Discrete math functions (Onto, One-to-One) Proof Let $f : \mathbb Z \to \mathbb Z$ and $g : \mathbb Z \to \mathbb Z$ be functions defined by $f(x) = 3x + 1$ and $g(x) = \lfloor x/2\rfloor$ (this is floor of x/2) for each $x\in\mathbb Z$


*

*Is $g\circ f$ one-to-one? Prove your answer.

*Is $g\circ f$ onto? Prove your answer.

*Is $f\circ g$ one-to-one? Prove your answer.

*Is $f\circ g$ onto? Prove your answer.


What I am thinking to try is to prove they are inverses, then I can conclude that they are both onto and one-to-one. However, I am told that they are not inverses?
 A: Here's a push in the right direction:
Note that $f$ is not onto, because given an integer, it will only yield numbers that are one more than a multiple of three.

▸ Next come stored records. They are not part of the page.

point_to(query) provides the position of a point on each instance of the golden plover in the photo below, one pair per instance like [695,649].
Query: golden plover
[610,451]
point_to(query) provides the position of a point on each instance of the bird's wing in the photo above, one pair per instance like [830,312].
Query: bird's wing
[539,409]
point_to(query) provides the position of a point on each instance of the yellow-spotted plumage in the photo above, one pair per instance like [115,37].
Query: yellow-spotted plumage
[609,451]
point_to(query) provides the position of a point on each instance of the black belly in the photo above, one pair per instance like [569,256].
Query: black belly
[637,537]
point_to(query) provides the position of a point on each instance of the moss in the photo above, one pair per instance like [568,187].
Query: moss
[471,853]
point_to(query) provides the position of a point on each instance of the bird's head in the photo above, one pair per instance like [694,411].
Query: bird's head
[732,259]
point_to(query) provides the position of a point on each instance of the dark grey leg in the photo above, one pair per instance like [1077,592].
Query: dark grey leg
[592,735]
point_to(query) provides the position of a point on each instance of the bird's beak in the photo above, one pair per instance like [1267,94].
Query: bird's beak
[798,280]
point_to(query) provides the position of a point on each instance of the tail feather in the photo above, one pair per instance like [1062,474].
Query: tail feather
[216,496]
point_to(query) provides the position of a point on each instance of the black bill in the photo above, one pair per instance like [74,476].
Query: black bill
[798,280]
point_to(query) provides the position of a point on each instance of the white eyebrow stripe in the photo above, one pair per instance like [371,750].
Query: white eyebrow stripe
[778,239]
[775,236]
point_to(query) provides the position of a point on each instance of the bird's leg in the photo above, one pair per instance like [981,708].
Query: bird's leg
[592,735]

In particular, we know there is no $x$ such that $f(x)=0$.  What can we then say about $f\circ g$?
Note that $g$ is not one-to-one, because it will yield the same output for an even number and its odd successor.  In particular, we note that $g(1)=g(0)=0$.  What can we then say about $f\circ g$?
That should take care of $f\circ g$.  Now, for $g\circ f$:
Is there any $x$ for which $g(f(x))=4$?
What would we be able to deduce if we could show that $g(f(x))$ is a strictly increasing function?

Answers so far:
$f\circ g$ is neither one to one nor onto.  
It is not onto because there is no $x$ such that $f(g(x))=0$.  It is not one to one because $f(g(0)) = f(g(1))=1$
$g\circ f$ is one to one but not onto.
It is not onto because there is no $x$ such that $g(f(x))=4$.  It is one to one because for any $x\in\mathbb Z$, we find that
$$
\begin{align}
g(f(x+1)) &= \left\lfloor\frac12(3(x+1)+1) \right\rfloor\\
&= \left\lfloor\frac12(3x+1)+\frac32 \right\rfloor\\
&\geq \left\lfloor\frac12(3x+1) \right\rfloor + 1\\
&>\left\lfloor\frac12(3x+1) \right\rfloor
=g(f(x))
\end{align}
$$
That is, $g(f(x))$ is strictly increasing since for any integer $x$: $g(f(x+1))>g(f(x))$.
This means that for any integers $x,y$: $x>y$ implies $g(f(x))>g(f(y))$.
This means that $g(f(x))$ must be one to one.

To some of the points in the comments:
Your proof that $g\circ f$ is one to one was as folllows:

Suppose $g(f(a))=g(f(b))$.  That is, 
  $$\lfloor (3a+1)/2\rfloor = \lfloor (3b+1)/2\rfloor$$
  It follows that
  $$
\frac12(3a+1)-1<\frac12(3b+1)<\frac12(3a+1) + 1 \implies\\
3a + 1 - 2 < 3b + 1 < 3a + 1 + 2 \implies\\
a - 2/3 < b < a + 2/3
$$
  It follows that if $a,b$ are both integers, we must have $a=b$.  Thus, $g\circ f$ is one to one.

That works! Good proof.

"Two functions f o g are onto if and only if both f and g are onto". 

False. Consider $f,g:\mathbb{Z}\to\mathbb{Z}$ given by $g(x)=2x$, and $f(x) = \lfloor x/2\rfloor$. Note that $g$ is not onto, but $f\circ g$ is onto. Also, note that $f$ is not one to one, but $f\circ g$ is one to one.